2) Monolithic Content Generation.  I almost called this “boredom”, but this description is more specific.  If you are null-sec alliance, people expect that sov warfare will be the most critical activity members should engage in.  That’s called being true to type.  But it can’t be the only content you provide.  If you want to keep members engaged, you need to have a variety of activities.  If you want only PvPers, you still need to provide roaming gangs, wormhole infiltrations, high-sec ganking, pirate roams, etc.  Fleet-doctrine operations are not sufficient.  You need multiplicity, not hegemony.
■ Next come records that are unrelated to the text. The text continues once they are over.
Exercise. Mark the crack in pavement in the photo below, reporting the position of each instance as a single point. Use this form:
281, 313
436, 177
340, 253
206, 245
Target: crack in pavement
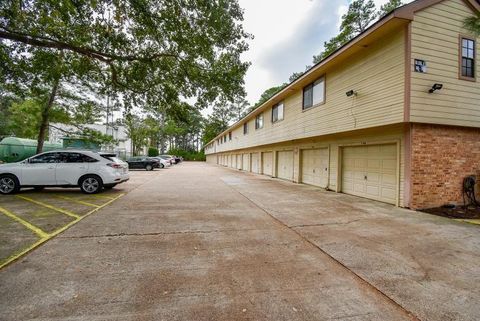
369, 285
324, 224
157, 233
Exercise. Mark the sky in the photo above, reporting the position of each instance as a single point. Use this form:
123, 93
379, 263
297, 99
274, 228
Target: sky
287, 33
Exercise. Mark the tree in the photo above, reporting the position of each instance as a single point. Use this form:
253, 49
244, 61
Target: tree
139, 48
360, 14
472, 24
239, 108
136, 131
389, 7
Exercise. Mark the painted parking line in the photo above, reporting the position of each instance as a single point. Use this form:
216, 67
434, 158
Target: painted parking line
16, 256
102, 196
471, 221
49, 206
42, 234
76, 201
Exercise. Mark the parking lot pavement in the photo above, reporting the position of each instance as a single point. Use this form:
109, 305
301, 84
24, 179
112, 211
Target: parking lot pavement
31, 218
218, 244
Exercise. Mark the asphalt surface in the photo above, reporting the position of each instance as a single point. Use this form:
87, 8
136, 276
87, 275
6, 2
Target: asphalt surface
201, 242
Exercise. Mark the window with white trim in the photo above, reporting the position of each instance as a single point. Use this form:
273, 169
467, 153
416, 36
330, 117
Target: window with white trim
259, 121
468, 58
277, 112
314, 93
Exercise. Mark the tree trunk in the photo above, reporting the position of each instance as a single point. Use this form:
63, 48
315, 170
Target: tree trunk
45, 117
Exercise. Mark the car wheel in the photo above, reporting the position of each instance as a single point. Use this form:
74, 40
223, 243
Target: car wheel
91, 184
9, 184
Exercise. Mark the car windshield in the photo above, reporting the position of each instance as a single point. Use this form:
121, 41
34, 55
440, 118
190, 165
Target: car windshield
112, 158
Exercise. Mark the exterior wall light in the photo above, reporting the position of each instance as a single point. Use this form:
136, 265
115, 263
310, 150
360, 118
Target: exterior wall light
351, 93
435, 87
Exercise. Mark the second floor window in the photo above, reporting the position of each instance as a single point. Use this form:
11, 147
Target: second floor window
259, 121
314, 93
277, 112
468, 58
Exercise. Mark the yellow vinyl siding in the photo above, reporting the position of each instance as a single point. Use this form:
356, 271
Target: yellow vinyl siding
435, 39
376, 73
393, 134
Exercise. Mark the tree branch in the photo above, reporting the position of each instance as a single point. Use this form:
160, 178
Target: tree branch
45, 42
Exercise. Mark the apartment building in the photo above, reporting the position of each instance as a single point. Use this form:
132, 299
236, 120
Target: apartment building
393, 115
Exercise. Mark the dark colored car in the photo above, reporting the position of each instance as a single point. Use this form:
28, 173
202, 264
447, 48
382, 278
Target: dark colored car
143, 162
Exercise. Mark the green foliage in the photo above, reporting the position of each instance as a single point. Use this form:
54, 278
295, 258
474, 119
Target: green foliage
472, 24
389, 7
269, 93
188, 155
150, 53
212, 127
24, 118
359, 16
152, 152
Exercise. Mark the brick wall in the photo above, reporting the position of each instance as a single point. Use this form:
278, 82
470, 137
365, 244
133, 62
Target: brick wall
441, 157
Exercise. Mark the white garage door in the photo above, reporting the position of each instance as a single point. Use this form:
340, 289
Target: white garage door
267, 163
285, 165
314, 167
246, 162
254, 162
371, 172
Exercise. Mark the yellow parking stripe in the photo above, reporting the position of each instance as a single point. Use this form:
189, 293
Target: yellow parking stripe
471, 221
49, 236
28, 225
76, 201
103, 196
49, 206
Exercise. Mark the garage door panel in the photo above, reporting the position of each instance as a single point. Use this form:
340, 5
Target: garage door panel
314, 167
254, 159
370, 171
390, 179
285, 165
267, 163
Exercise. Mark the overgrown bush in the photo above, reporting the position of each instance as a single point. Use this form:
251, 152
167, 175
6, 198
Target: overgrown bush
188, 155
152, 152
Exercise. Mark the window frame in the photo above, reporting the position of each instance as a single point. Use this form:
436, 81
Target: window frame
313, 105
282, 103
460, 57
257, 127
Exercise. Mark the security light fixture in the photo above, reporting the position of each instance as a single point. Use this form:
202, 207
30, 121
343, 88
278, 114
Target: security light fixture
351, 93
435, 87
3) Time Zone Abuse.  If all your deployments are made with one time zone in mind, expect the other time zones to get the message that they don’t matter.  Your members have lots of choices.  All time zones draw at least 25,000 users every day; that’s a lot of content to be had.  You need to have activity in all time zones.  An Aussie likely doesn’t care how much activity your US TZ has, and vice versa.  You need to keep those time zones in mind, but they don’t.  They’re interested in whether they’re getting the most for their PLEX/subscription cost.

4) Lack of activity.  This could be a symptom of any of the others, but keep in mind that your alliance is only as good as the activity over the past couple months.  Most members chance corps every 6-9 months, and they aren’t going to wait for, say, winter, for something to happen.

5) Schizophrenia.  Constantly changing the purpose, rules, or fleet doctrines of an alliance will only succeed in annoying your members and eroding confidence in leadership.  They will give you the benefit of the doubt only so long as you don’t abuse it.  A constant string of change will annoy them.  New doctrines require time to train, and while they’re training for your doctrine, they can’t train for what they want to do.  Changing the rules makes it difficult to form strategies about how they’re going to play.  Changing the purpose will make members fleet quickly.  Culture is built on consistency.

6) Poor Leadership.  As I said, issue with participation is the fault of leadership.  One Eve player is much like another (even bitter vets).  No alliance has any more “better” PvPers than another.  But, alliances do have better/worse FC training programs, member engagement programs, continuing education programs, varieties of content, and frequency of leadership availability.  Pilots are only as good as the structure in which they operate. 

Don’t believe me?  Look at Pandemic Legion, who a lot of folks consider to be the best in the game.  Have you ever seen them engage in a fair fight, outmaneuver and out-fly their pilots, and emerge victorious?  No, they do drive-bys, hot drops, and employ overwhelming force.  Their members are no better than any other pilot of similar skill and length of game tenure.  What they do have is an amazing leadership-guided network of contacts, spies, and resources that help them be at the worse place for one set of pilots one moment, then half-way across the galaxy to be at the worst place for another set of pilots the next.  This is engaging content for their members, and keeps them motivated.

The Romans weren’t inherently better or worse than anyone else.  Structure and leadership set the Romans apart by breeding discipline, confidence, and investment in the Roman way of life.

So, How Do You Fix It?


Poll your members, listen to what their concerns are.  Recognize that the fault inherently lies with you – either in your individual actions or in not providing them the content they want.  Treat them with respect.  Don’t harrangue them; set clear expectations with a warning system, then kick them once they exhaust the warnings (and be sure to reset the level of “warning” they’re on after so much time).  Let the system punish for you.  Don’t lose your temper, ever.  Be dispassionate in punishment.  When you set up a structure that others buy into, you gain the justification for holding them accountable.  That way, you can focus on praising exemplars of your ideal alliance member, not punishing those that go awry.  Ultimately, the goal is to give them the content they want insofar as your core purpose can be maintained.  Without them, after all, you don’t have a leadership role, only a private corporation.